Hes a bit on the small side, and mom is still getting used to being a mom. But he seems healthy and the birth was easy. Mom had him all cleaned up and walking when I came out.



















Lizzy [Mom today]. She barely looks like she had her kids.


----------



## toth boer goats (Jul 20, 2008)

Aww...very nice.... :greengrin: :thumb:


----------



## RPC (Nov 6, 2009)

Congrates he's cute. Is he full lamancha? The only reason I ask is his ears they look long.


----------



## Nubiansrus1 (Sep 2, 2009)

RPC said:


> Congrates he's cute. Is he full lamancha? The only reason I ask is his ears they look long.

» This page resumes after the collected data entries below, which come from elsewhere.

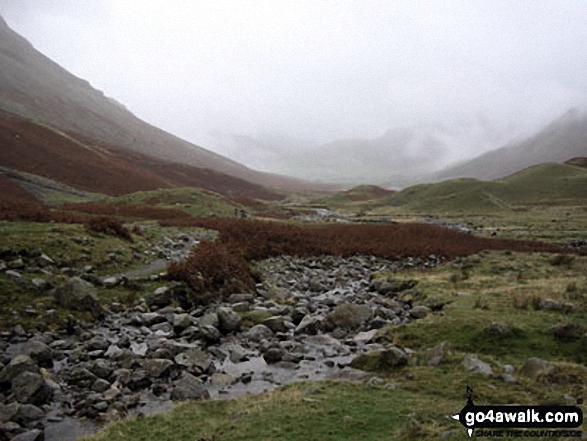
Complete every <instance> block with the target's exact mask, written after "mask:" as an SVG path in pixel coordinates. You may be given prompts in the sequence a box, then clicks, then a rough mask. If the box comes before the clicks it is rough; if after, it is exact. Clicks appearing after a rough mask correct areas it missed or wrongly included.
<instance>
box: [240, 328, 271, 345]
mask: <svg viewBox="0 0 587 441" xmlns="http://www.w3.org/2000/svg"><path fill="white" fill-rule="evenodd" d="M245 337H246V338H247V339H249V340H251V341H253V342H256V343H260V342H262V341H265V340H268V339H270V338H272V337H273V331H272V330H271V329H269V328H268V327H267V326H265V325H262V324H260V325H255V326H253V327H252V328H251V329H249V330H248V331H247V332H246V333H245Z"/></svg>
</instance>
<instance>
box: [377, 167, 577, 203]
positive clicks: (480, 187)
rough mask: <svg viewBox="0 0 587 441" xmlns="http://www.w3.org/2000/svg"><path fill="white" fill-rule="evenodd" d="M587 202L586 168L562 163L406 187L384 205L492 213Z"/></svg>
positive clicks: (395, 195)
mask: <svg viewBox="0 0 587 441" xmlns="http://www.w3.org/2000/svg"><path fill="white" fill-rule="evenodd" d="M586 202H587V170H586V169H584V168H580V167H575V166H571V165H563V164H553V163H549V164H541V165H537V166H532V167H529V168H527V169H525V170H523V171H521V172H518V173H515V174H513V175H510V176H508V177H506V178H505V179H503V180H499V181H489V182H487V181H478V180H475V179H455V180H448V181H443V182H439V183H436V184H421V185H415V186H412V187H409V188H406V189H404V190H402V191H400V192H398V193H396V194H394V195H392V196H390V197H388V198H387V199H386V200H385V202H384V203H382V204H381V205H388V206H392V207H401V208H403V209H407V210H411V211H417V212H428V213H430V212H459V211H461V212H489V211H492V212H493V211H502V210H511V209H514V208H515V207H517V206H524V205H528V204H552V203H562V204H564V203H570V204H577V203H579V204H585V203H586Z"/></svg>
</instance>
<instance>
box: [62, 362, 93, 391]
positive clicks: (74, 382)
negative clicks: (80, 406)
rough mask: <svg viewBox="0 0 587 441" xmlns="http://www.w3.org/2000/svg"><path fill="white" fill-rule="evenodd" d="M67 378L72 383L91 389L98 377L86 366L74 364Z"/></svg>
mask: <svg viewBox="0 0 587 441" xmlns="http://www.w3.org/2000/svg"><path fill="white" fill-rule="evenodd" d="M65 379H66V381H67V382H68V383H69V384H71V385H74V386H78V387H80V388H82V389H89V388H91V387H92V384H94V382H95V381H96V380H97V379H98V378H97V377H96V376H95V375H94V374H92V373H91V372H90V371H89V370H87V369H86V368H83V367H80V366H74V367H72V368H71V369H70V370H69V372H68V373H67V374H66V376H65Z"/></svg>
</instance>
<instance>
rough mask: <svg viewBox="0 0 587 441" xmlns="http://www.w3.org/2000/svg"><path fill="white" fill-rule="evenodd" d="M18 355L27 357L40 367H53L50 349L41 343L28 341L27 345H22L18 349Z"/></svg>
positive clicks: (42, 343)
mask: <svg viewBox="0 0 587 441" xmlns="http://www.w3.org/2000/svg"><path fill="white" fill-rule="evenodd" d="M20 353H21V354H24V355H28V356H29V357H31V358H32V359H33V361H34V362H36V363H37V364H38V365H39V366H41V367H46V368H52V367H53V355H52V351H51V348H50V347H49V346H47V345H46V344H45V343H43V342H41V341H38V340H30V341H28V342H27V343H24V344H23V345H22V347H21V349H20Z"/></svg>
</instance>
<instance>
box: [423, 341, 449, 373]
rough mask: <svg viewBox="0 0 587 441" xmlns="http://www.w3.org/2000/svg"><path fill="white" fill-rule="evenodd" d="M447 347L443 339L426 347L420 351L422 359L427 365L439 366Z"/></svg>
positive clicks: (446, 344)
mask: <svg viewBox="0 0 587 441" xmlns="http://www.w3.org/2000/svg"><path fill="white" fill-rule="evenodd" d="M447 348H448V342H446V341H443V342H442V343H440V344H438V345H436V346H434V347H432V348H429V349H426V350H424V351H423V352H422V359H423V361H424V363H425V364H426V365H427V366H433V367H436V366H439V365H440V363H442V362H443V360H444V357H445V355H446V351H447Z"/></svg>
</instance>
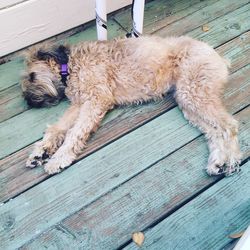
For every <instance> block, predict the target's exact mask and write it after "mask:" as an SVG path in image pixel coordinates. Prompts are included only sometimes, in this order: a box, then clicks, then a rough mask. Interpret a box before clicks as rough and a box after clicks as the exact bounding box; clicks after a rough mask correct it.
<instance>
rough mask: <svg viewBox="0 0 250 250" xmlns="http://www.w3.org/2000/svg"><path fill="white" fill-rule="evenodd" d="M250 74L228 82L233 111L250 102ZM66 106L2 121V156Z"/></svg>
mask: <svg viewBox="0 0 250 250" xmlns="http://www.w3.org/2000/svg"><path fill="white" fill-rule="evenodd" d="M249 74H250V72H249V66H247V67H246V68H244V69H242V70H241V71H238V72H236V73H235V75H234V74H233V75H232V76H231V77H232V79H233V80H232V81H230V82H231V84H228V87H227V89H226V93H225V98H226V99H227V98H229V100H228V101H227V104H228V105H229V106H232V107H231V108H233V109H232V111H233V112H234V111H236V110H238V108H243V107H244V106H246V105H247V104H249V98H248V94H249V91H250V87H249V81H250V80H249V77H246V76H249ZM234 77H236V79H238V81H239V82H240V83H239V85H237V86H236V85H235V80H234ZM238 91H240V93H241V95H240V96H239V95H238V93H237V92H238ZM235 98H236V99H235ZM231 101H232V102H231ZM66 107H67V105H66V104H65V103H62V104H61V105H59V106H57V107H53V108H51V109H38V110H37V109H32V110H28V111H26V112H24V113H22V114H20V115H18V116H15V117H13V118H12V119H9V120H7V121H5V122H2V123H1V124H0V127H1V130H0V138H1V145H0V158H3V157H6V156H7V155H9V154H11V153H13V152H16V151H17V150H19V149H21V148H24V147H25V146H27V145H29V144H31V143H33V142H35V141H37V140H39V139H41V137H42V134H43V132H44V130H45V127H46V125H47V124H49V123H53V122H54V121H55V120H56V119H57V118H58V116H60V115H61V114H62V113H63V111H64V110H65V108H66ZM120 112H122V111H120ZM132 113H133V112H132ZM55 114H56V115H55ZM110 116H111V117H113V116H118V117H119V111H115V113H114V115H113V114H112V113H111V114H110ZM112 119H114V118H112ZM106 121H107V120H106Z"/></svg>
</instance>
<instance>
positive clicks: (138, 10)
mask: <svg viewBox="0 0 250 250" xmlns="http://www.w3.org/2000/svg"><path fill="white" fill-rule="evenodd" d="M144 6H145V0H134V7H133V30H132V36H133V37H138V36H140V35H142V31H143V17H144Z"/></svg>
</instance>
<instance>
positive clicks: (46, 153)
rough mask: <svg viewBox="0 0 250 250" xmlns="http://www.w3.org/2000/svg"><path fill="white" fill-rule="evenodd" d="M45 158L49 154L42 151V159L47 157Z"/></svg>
mask: <svg viewBox="0 0 250 250" xmlns="http://www.w3.org/2000/svg"><path fill="white" fill-rule="evenodd" d="M47 158H49V154H48V153H47V152H46V151H45V152H44V153H43V155H42V159H43V160H44V159H47Z"/></svg>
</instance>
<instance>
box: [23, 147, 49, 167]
mask: <svg viewBox="0 0 250 250" xmlns="http://www.w3.org/2000/svg"><path fill="white" fill-rule="evenodd" d="M48 158H49V155H48V154H47V152H46V150H44V148H43V147H42V146H41V144H40V143H38V144H36V147H35V149H34V151H33V152H32V154H31V155H30V156H29V158H28V160H27V161H26V167H28V168H34V167H38V166H42V165H43V163H45V162H47V160H48Z"/></svg>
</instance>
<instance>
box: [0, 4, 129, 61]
mask: <svg viewBox="0 0 250 250" xmlns="http://www.w3.org/2000/svg"><path fill="white" fill-rule="evenodd" d="M131 2H132V0H107V8H108V13H109V12H112V11H114V10H117V9H119V8H122V7H124V6H126V5H129V4H131ZM94 18H95V0H1V4H0V34H1V36H0V56H3V55H6V54H9V53H11V52H13V51H16V50H18V49H21V48H23V47H25V46H28V45H30V44H33V43H35V42H38V41H41V40H43V39H46V38H48V37H51V36H53V35H56V34H59V33H61V32H63V31H66V30H68V29H71V28H73V27H76V26H78V25H80V24H83V23H86V22H88V21H90V20H93V19H94Z"/></svg>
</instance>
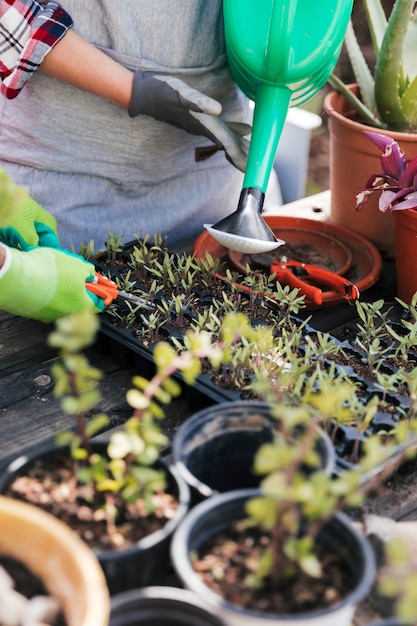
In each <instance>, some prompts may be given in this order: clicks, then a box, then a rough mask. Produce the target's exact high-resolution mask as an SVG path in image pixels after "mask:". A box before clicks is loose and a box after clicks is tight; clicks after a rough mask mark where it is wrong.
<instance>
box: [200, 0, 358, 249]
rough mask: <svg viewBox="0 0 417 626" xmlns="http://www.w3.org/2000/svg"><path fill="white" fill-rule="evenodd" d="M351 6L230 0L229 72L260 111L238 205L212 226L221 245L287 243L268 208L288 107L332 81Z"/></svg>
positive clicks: (239, 86) (313, 3)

No he is not full la mancha. His dad was a pure Nubian and I have a feeling mom has a bit of something else in there too. My la mancha buck wasnt ready to breed this year, so I had to breed most of my la manchas to my Nubian buck. I think my la mancha buck bred one doe, she hasnt kidded yet.


----------



## fiberchick04 (Mar 8, 2010)

He is beautiful. Looks like he is a big boy too!


----------



## sweetgoats (Oct 18, 2007)

Look at the cutie. Those ears are adorable.


----------



## logansmommy7 (Nov 11, 2009)

I fear it is a buckling year....OY! My doe is due to kid, well today-probably won't happen though. It seems lots of people are reporting LOTS of bucklings this year. Wonder why? Congrats on your baby-he's addorable!


----------



## greatcashmeres (Jul 13, 2008)

Yep that's flash, yep he's adorable! :thumb: Congrats! :stars:


----------